Therefore, if the opening width of the mask 2 is formed as narrow
as possible, the trench would be formed at a maximum aspect ratio
33.
[0066] Process in FIG. 3F
[0067] After the semiconductor substrate 1 is cleaned by pure
water, the mask 2 is removed from the surface of the semiconductor
substrate 1. Finally, the semiconductor substrate 1 having the
trench 4 is completed.
[0068] As a result, the trench 4 has the sidewalls perpendicular to
Si (1 1 0) face. Moreover, bumps formed on the surface of the
sidewall can be miniaturized in atomic level in comparison with the
conventional method as shown in FIGS. 26A to 26D. Furthermore, a
density of crystal defects in the surface portion of the sidewalls
of the trench becomes the same as that of bulk portion of the
semiconductor substrate 1.
[0069] Therefore, deterioration in electric characteristics of
devices caused by the crystal defects is suppressed when the
semiconductor device having trench type gate electrode, trench
capacitor or trench isolation are formed by using the semiconductor
substrate 1 in this embodiment.
[0070] Second Embodiment
[0071] Referring to FIG. 5, a semiconductor substrate 1 has Si (1 1
0) face whose crystal axis orientation is<1 1 0>direction,
and an orientation flat (a first orientation flat) 1b whose face
corresponds to (1 {overscore (1)} 2) face or ({overscore (1)} 1
{overscore (2)}) face perpendicular to (1 1 0) face. Namely, a face
orientation to be as a sidewall of a trench is perpendicular to the
orientation flat 1b.
[0072] Therefore, it is easy to select ({overscore (1)} 1 1) face
and (1 {overscore (1 1)}) face for the sidewalls of the trench
based on the first orientation flat 1b. A method of the trench in
the second embodiment is the same as that of the first embodiment.
Accordingly, the same advantages as those of the first embodiment
can be attained.
[0073] Third Embodiment
[0074] A schematic diagram of a semiconductor substrate 1 in the
third embodiment is shown in FIG. 6. This semiconductor substrate 1
has not only the first orientation flat 1a but a second orientation
flat 1c whose face is (100) face. The second orientation flat 1c is
formed based on detecting (1 0 0) face by means of x-ray
diffraction before the semiconductor substrate 1 is cut out of an
ingot of silicon.
[0075] A length of the second orientation flat 1c is different from
that of the first orientation flat 1a. In this embodiment, a chord
of the second orientation flat 1c is shorter than that of the first
orientation flat 1a formed parallel or perpendicular to the {1 1 1}
face.
[0076] FIG. 7A shows each face orientation in the semiconductor
substrate 1 viewed from a main surface side, and FIG. 7B shows each
face orientation in the semiconductor substrate 1 viewed from a
back surface side.
[0077] According to FIGS. 7A and 7B, {1 1 1} faces are not
symmetric with respect to a virtual line S defined to pass though a
center of the semiconductor substrate 1 and a center of the
orientation flat 1a.

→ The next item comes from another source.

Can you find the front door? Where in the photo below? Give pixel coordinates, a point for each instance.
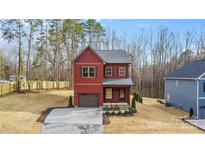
(122, 95)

Therefore, a coordinate axis on the main
surface side in the semiconductor substrate 1 is different from
that on the back surface side in the semiconductor substrate 1.
[0078] In other words, in the condition that orientation flat 1a is
set to ({overscore (1)} 1 1) face, a direction of an intersection
line defined by Si (1 1 0) face and the {1 1 1} faces perpendicular
to the Si (1 1 0) face in the main surface side is different from
that of an intersection line defined by Si (1 1 0) face and the {1
1 1} faces perpendicular to the Si (1 1 0) face in the back surface
side.
[0079] Namely, the trench shape surrounded by {1 1 1} faces at the
main surface side shown in FIG. 7A does not correspond to that at
the back surface side shown in FIG. 7B.
[0080] Therefore, the trench is not formed desirably when the back
surface side is erroneously recognized as the main surface side.
Therefore, a marking is required to distinguish the main surface
side and the back surface side of the semiconductor substrate
1.
[0081] In this embodiment, the second orientation flat 1c having a
direction different from that of the first orientation flat 1a is
used as the marking described above. Moreover, the length of the
first orientation flat 1a is different from that of the second
orientation flat 1c, whereby it is able to distinguish the main
surface side and the back surface side. Thus, the trench is formed
on a predetermined surface side of the semiconductor substrate 1
with the first and second orientation flats.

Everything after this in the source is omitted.